Thursday, May 14, 2009

Quantum teleportation along a quantum spin chain


My son, Luke is doing a school project (year 10 science issues) on teleportation. He picked the topic! When discussing it with him I found this nice visualization and explanation on Youtube.
I think I first "understood" quantum teleportation when I worked on a project with John Paul Barjaktarevic, Jon Links, and Gerard Milburn. We were trying to answer two questions:
How does one quantify the amount of quantum entanglement in the ground state of a quantum many-body system?

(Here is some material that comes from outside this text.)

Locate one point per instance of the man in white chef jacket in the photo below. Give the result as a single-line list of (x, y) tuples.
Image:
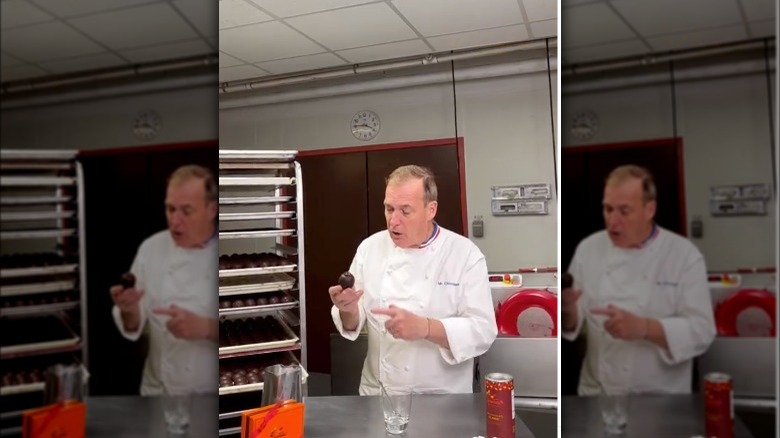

How can one use that entanglement as a resource to perform quantum information processing, e.g., tasks such as teleoportation?
We considered the ground state of a Heisenberg antiferrromagnetic spin 1/2 chain. John Paul found numerically a result that I found surprising: if one makes a series of projective measurements of the spin state of pairs of spins along the chain one can teleport with perfect fidelity the state of a free spin at the left end of the chain to the right end of the chain. Given that the spin correlations decay (as a power law) with distance I expected that the fidelity would decay with the length of the chain. We then came up with an argument based on valence bond theory which enabled us to justify the result for any singlet state. We talked to Jon Links who produced a very elegant group theoretic argument which proved the result held in general. The relevant papers are here and here.